CN116226362A

CN116226362A - Word segmentation method for improving accuracy of searching hospital names

Info

Publication number: CN116226362A
Application number: CN202310500980.0A
Authority: CN
Inventors: 罗方义; 吴红曼; 刘雨鑫
Original assignee: Hunan Deya Manda Technology Co ltd
Current assignee: Hunan Deya Manda Technology Co ltd
Priority date: 2023-05-06
Filing date: 2023-05-06
Publication date: 2023-06-06
Anticipated expiration: 2043-05-06
Also published as: CN116226362B

Abstract

The invention discloses a word segmentation method for improving the accuracy of searching hospital names, which belongs to the technical field of hospital information, and the method comprises the steps of decomposing fonts in a text set one by one according to a target hospital common name set to form a text set of a single font; combining fonts in the text set front and back to form word segmentation, matching the word segmentation with a dictionary in a database, and outputting a word segmentation result successfully matched; sequentially displaying the matching results according to the matching degree of the word segmentation results; the invention can check and match one by one according to the input characters of the user and eliminate the ambiguity problem in character word segmentation, thereby greatly improving the accuracy and efficiency of searching and improving the experience of the user.

Description

Word segmentation method for improving accuracy of searching hospital names

Technical Field

The invention discloses a word segmentation method, belongs to the technical field of hospital information, and particularly relates to a word segmentation method for improving accuracy of searching hospital names.

Background

In the popularization of intellectualization and informatization, the user can know various information in the outside world without going home, and can obtain different types of information through searching of internet equipment; so that the information of people can be synchronized; with the advent of the information age, the internet has played an increasing role in various aspects of people's production and life, and for our country using chinese as a native language, chinese information processing technology has taken a very important role in informatization construction of our country.

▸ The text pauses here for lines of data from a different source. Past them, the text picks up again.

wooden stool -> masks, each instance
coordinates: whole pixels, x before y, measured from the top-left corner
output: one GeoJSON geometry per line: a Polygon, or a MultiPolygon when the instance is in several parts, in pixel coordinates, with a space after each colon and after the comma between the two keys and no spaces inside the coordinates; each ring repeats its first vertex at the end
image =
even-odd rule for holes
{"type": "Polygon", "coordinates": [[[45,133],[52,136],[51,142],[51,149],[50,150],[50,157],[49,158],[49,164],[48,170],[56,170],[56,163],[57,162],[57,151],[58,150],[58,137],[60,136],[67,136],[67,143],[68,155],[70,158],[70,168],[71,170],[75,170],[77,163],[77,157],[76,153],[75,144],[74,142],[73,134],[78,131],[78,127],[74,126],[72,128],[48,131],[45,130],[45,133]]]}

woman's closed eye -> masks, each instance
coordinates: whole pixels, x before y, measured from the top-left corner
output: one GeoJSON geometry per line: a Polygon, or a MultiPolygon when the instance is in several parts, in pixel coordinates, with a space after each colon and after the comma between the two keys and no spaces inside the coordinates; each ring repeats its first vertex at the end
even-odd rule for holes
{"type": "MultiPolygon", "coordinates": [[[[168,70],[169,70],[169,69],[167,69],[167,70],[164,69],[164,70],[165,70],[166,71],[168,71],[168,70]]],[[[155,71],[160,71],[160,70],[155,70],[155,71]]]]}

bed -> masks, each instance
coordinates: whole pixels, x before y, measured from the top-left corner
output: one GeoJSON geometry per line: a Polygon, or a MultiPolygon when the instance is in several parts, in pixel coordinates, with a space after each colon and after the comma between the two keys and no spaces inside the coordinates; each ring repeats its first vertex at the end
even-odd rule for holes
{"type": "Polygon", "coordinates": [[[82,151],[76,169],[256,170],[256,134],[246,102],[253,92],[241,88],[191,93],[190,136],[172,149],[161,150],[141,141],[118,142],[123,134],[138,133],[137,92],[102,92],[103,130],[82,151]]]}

When the user searches for the hospital name in daily life, because the hospital name is usually longer, if the whole name of the hospital cannot be marked out, a plurality of different hospital names can appear in the search box, and meanwhile, a plurality of hospitals possibly exist in the current city, so that the user cannot determine the accuracy of the hospital, and the experience of the user is reduced.

Chinese patent publication No. CN112199494a discloses a medical information searching method, apparatus, electronic device and storage medium. The method can determine medical inquiry sentences, preprocesses the medical inquiry sentences to obtain word segmentation sequences, wherein the word segmentation sequences comprise a plurality of medical words, a pre-built inverted index table is obtained, an initial text field of each medical word is determined, the medical words in the initial text field are determined to be boundary words, a target text field is determined from the initial text fields, each target text field corresponds to one inquiry dimension, a search library corresponding to a search request is determined according to the inquiry dimension, the medical words are searched in the search library, and the search result of the search request is obtained.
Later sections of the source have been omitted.